How to make wax cell cups - get a 1/4 inch dowel, round one end to form nice, smooth surface - I used the drill and sand paper. Take container with liquid wax - careful with melting - and glass with water. Let the stick rest in the water for a while, then dip the wet end of the stick in the wax, and water, and wax again. Repeat couple of times - don't put the stick in the wax more than 3/8 of an inch. Then gently rotate wax cup off the stick with your fingers. 
To put wax cups on the cell bar - I used small 3/4 inch round pieces of wood. When you remove the cell - you grab it by that wood pedestal. All connected to cell bar with wax.

Grafting tool - made out of wooden coffee stirring stick. I thinned one end out to the point the wood could bend in the bottom of the cell. Maybe i's 1/16 wide and paper thin at the end. This way, after wetting the end of the stick I can slide it under the larva in the cell. But I don't think this is the best tool - I ordered popular grafting tool just to check which works better for me. 

So far so good, I can't wait until tomorrow to see when they cap them. 
Hope this helps. 

Infofly.


----------



## Pete0 (Mar 30, 2002)

Here's an observation I made that was one of those AH-HA moments for me. If I'm set to graft on Monday I look for a frame with eggs on it in the donor colony on Friday. I mark this frame and make a sketch in my notebook as to where on the frame these eggs are located. At the same time I place the cell frame with cups in this colony to get polished up. On Monday I pull the marked frame and the cell frame, brush the bees off the marked frame (no shaking as this may mess up the larva), wrap it all in a warm damp towel and head to the honey house.

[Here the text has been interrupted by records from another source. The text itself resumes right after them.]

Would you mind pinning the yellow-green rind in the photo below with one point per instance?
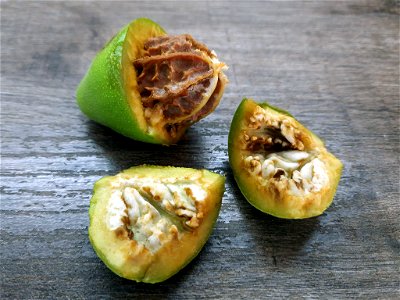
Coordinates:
(255, 194)
(158, 272)
(103, 93)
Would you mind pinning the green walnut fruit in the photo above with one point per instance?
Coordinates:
(281, 167)
(151, 86)
(148, 222)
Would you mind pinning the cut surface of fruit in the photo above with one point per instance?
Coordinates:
(148, 222)
(281, 167)
(151, 86)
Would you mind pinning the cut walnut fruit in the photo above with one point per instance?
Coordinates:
(281, 167)
(180, 81)
(148, 222)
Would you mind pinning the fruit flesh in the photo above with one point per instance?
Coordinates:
(148, 222)
(111, 93)
(281, 167)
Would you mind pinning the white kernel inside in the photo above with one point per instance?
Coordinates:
(143, 206)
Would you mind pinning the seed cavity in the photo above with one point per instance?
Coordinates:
(276, 155)
(153, 212)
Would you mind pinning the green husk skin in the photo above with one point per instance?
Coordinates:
(102, 189)
(253, 193)
(101, 95)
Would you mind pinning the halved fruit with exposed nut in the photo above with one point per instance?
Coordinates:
(151, 86)
(281, 167)
(148, 222)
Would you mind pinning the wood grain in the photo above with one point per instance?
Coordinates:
(333, 64)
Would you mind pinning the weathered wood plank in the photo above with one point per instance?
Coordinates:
(333, 64)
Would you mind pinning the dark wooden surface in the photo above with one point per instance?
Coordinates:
(333, 64)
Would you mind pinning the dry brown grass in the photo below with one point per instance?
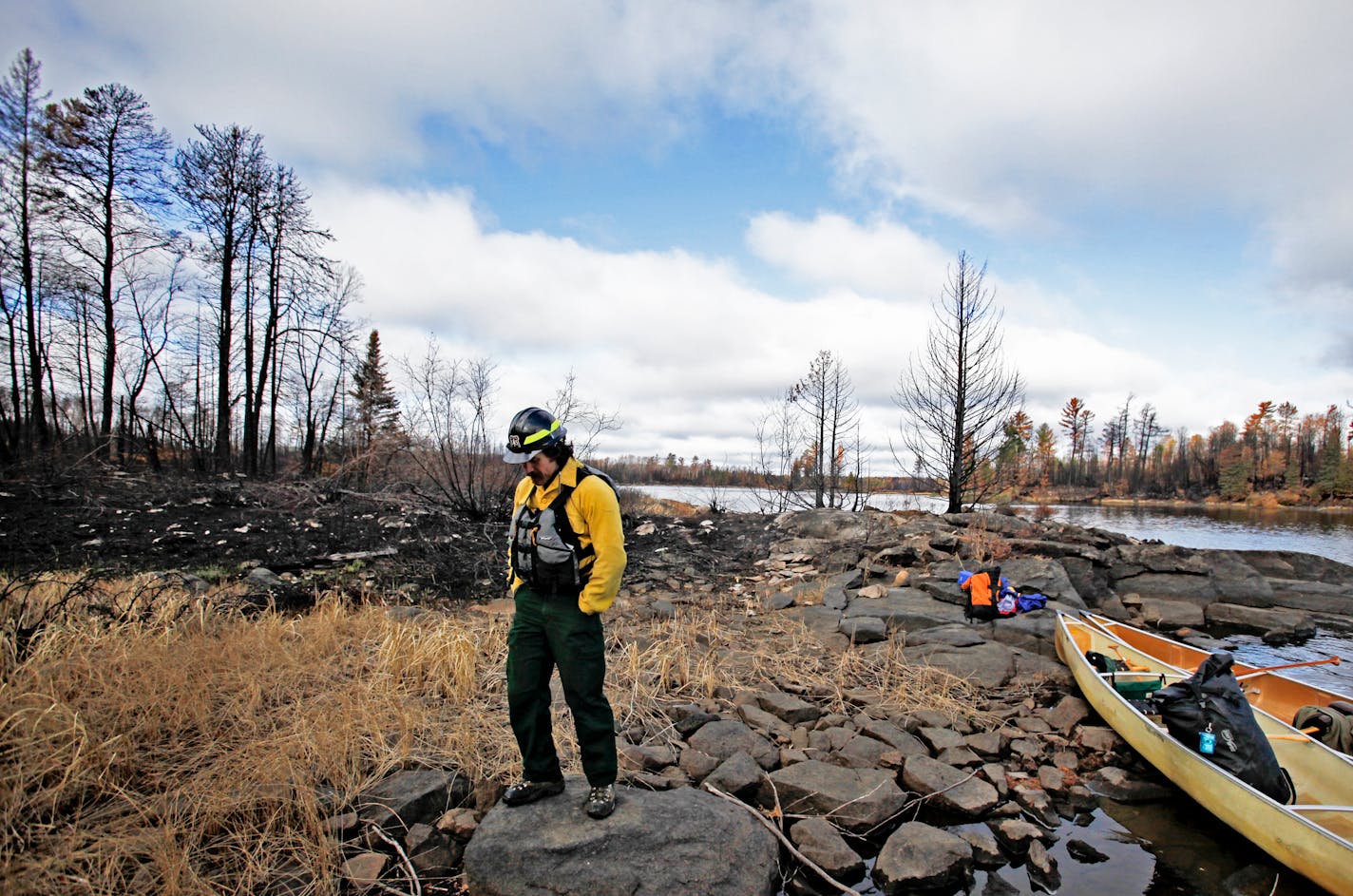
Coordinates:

The AH-HA comes when you see that the eggs hatched Friday, Saturday, Sunday and Monday before you got there. Some of those larva are three days old and although all are small, you have to select the SMALLEST ones. The ones closest to JUST hatched. That's where having the sketch helped me out cause I knew where I needed to look. After that, a good LED light (no heat) and some jewelers glasses make selection easier. I've been using the Chinese tool as well and plan to buy some more just to see if the next one is better than the one I have. I've been reading here in the forum that although all are made the same, one might be better than the other (more flexible, better plunger, etc...)

Good luck,

Pete0
Bena, VA


----------



## muskratcreekhoney (Mar 30, 2010)

I'm just a rookie but I like QUEEN REARING ESSENTIALS by Larry Connor. Step by step instructions with lots of information. Purchase at wicwas press.


----------



## infofly (May 9, 2008)

Got 6 out of 7 developed into mature qcells. Moved them to queen castle last night - queens should emerge either today or tomorrow. Each queen castle has four 2 frame compartments. Now I have to wait for eggs.....
wish me luck.

Infofly.


----------



## Velbert (Mar 19, 2006)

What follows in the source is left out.